I buy that labs are thinking about next-gen agents (i.e. “Agent-3”) but even with the speedup I expect that they’re still in the early phases of training/setup in March, even at the front-runner lab.
April 2027
I expect the labs are still pretraining Agent-3 at this point, and while they’re thinking about how to align it, there’s not an active effort to do so. I do appreciate and agree with the depiction of after-the-fact “alignment” efforts in frontier labs.
May 2027
In my best guess, this is when Agent-2 level models hit the market. Sure, maybe OAI had an Agent-2 model internally in January, but if they didn’t publish… well, GDM has a comparable model that’s about to take the world by storm. Or at least, it would except that Google sucks at marketing their models. Instead, OAI steals GDM’s thunder and give access to their agent and everyone continues to focus on “the new ChatGPT,” totally oblivious to other agent options.
Labs need to publish models in order to attract talent and investors (including to keep stock prices up), and I don’t see why that would change in 2027, even with a lot of development being powered by the AIs themselves. I am less concerned about “siloing” and secret research projects that are big successes. People (whether employees or CEOs) love to talk about success, and absent a big culture shift in Silicon Valley, I expect this to continue.
I expect the president to still not really get it, even if he is “informed” on some level. Similarly, I expect Xi Jinping to mostly be operating on a model of “keeping pace” rather than an inside view about RSI or superintelligence. I expect there to still be multiple spies in all the major Western frontier labs, and probably at least one Western spy in the Chinese CDZ (if it exists).

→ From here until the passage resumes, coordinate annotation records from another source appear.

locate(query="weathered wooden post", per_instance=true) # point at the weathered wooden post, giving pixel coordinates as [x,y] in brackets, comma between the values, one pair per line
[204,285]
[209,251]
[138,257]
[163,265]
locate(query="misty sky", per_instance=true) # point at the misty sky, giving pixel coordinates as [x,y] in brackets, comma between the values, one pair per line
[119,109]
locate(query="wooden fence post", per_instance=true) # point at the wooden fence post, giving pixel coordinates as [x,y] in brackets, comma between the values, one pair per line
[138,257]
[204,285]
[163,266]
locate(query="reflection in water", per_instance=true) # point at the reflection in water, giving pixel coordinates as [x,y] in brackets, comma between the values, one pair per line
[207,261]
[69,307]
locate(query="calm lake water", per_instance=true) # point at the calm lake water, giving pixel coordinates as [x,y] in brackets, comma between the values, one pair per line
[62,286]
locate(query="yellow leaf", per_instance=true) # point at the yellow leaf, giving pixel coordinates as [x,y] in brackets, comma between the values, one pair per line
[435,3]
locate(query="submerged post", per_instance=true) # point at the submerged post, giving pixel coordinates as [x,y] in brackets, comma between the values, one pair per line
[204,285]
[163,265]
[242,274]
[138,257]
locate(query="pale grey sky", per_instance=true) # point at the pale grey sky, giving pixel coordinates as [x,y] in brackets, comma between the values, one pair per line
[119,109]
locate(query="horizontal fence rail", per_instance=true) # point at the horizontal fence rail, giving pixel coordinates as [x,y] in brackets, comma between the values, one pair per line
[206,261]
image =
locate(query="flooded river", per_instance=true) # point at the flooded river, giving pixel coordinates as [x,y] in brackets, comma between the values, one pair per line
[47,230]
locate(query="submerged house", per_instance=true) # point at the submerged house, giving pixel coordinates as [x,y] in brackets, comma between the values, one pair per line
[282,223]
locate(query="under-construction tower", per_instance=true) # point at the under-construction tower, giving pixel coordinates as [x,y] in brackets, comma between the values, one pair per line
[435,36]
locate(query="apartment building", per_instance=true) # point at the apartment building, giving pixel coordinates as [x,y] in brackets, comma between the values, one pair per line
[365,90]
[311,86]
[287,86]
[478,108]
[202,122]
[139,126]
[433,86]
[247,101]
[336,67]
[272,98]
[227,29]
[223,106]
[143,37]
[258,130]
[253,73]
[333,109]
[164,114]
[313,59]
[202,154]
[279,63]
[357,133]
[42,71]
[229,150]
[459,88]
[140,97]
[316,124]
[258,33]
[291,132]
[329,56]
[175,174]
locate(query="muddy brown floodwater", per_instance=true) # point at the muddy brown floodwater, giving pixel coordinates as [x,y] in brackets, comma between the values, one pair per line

I think this prediction will be spot on:
However, although this word has entered discourse, most people—academics, politicians, government employees, and the media—continue to underestimate the pace of progress. Partially that’s because very few have access to the newest capabilities out of OpenBrain, but partly it’s because it sounds like science fiction.
June 2027
This is closer to when I expect Agent-3 level models to start going through heavy post-training and gradually getting used internally. I agree that researchers at frontier labs in the summer of 2027 are basically all dreaming about superintelligence, rather than general intelligence.
July 2027
In my view, AI 2027 is optimistic about how sane the world is, and that’s reflected in this section. I expect high levels of hype in the summer of 2027, like they do, but much more chaos and lack of social consensus. SOTA models will take thousands of dollars per month to run at maximum intelligence and thoughtfulness, and most people won’t pay for that. They’ll be able to watch demos, but demos can be faked and there will continue to be demos of how dumb the models are, too.
I predict most of the public will either have invented clever excuses for why AI will never be good or have a clever excuse for why strong AI won’t change anything. Some cool video games will exist, and those that deploy AI most centrally (e.g. Minecraft :: Crafting as ??? :: Generative AI) will sell well and be controversial, but most AAA video games will still be mostly hand-made, albeit with some AI assistance. My AI-skeptic friends will still think things are overhyped even while my short-timeline friends are convinced OAI has achieved superintelligence internally. Should be a wild summer.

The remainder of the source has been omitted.